Lion review: Nicole Kidman’s tender performance lifts this true story about a missing boy Googling his way home
By Hollywood standards, the story of Lion sounds relatively prosaic: a child gets lost, is adopted, and years later uses Google Earth to find his family. But the telling of it touches on so many heart-tugging topics that it’ll have anyone who’s ever lost a kid, found a kid, or even met a kid blubbing in the aisles.
Adapted from A Long Way Home, a memoir by protagonist Saroo Brierley, it tells the story of an Indian boy who becomes separated from his family and is eventaully taken in by an Australian couple. Brierley is played by Dev Patel (Slumdog Millionaire), who got surprisingly buff for the role for reasons unknown, given he spends the majority of his screen time thudding away at a keyboard, stabbing thumbtacks into a map and glowering furiously at the sea. Like so many post-internet films, a lack of suspense is Lion’s biggest failing – we still haven’t quite cracked how to make the internet look exciting on screen.
This means the first act, filmed in shaky-cam on the streets of Kolkata, feels significantly more action-packed than the second, with its endless shots of blurry satellite images. Rooney Mara, playing Saroo’s love interest in Melbourne, proves a pointless distraction in a role that seems written purely to give Patel a reason to take his shirt off.
In the end, Nicole Kidman proves to be Lion’s mane event, and her tender performance in a powerful red perm leaps off the screen as she defends the honour of non-biological mothers everywhere.

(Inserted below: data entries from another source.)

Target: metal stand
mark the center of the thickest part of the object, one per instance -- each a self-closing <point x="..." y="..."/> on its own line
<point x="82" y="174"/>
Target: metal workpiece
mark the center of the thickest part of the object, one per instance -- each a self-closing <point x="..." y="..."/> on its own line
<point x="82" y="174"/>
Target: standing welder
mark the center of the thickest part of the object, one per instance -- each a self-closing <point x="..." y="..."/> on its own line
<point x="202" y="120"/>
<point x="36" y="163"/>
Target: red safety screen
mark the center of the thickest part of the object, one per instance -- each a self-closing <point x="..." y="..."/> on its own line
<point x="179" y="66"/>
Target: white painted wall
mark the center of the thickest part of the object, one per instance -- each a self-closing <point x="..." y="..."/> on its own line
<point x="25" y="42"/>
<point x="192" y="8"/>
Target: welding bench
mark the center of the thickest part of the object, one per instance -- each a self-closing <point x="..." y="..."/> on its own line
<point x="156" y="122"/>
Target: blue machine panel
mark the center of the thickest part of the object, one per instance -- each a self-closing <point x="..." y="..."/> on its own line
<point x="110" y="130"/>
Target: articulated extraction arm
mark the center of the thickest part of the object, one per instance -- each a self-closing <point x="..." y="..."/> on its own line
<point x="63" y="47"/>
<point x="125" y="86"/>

The complicated nature of racial identity is also handled with a great deal of care and attention; Patel portrays a man who’s as out of place in his native India as he is in his adoptive Australia.
In the end, Lion roars home with a finale that pays off, both narratively and emotionally, serving as a welcome reminder that the internet isn’t all bad and there may be hope for the human race yet.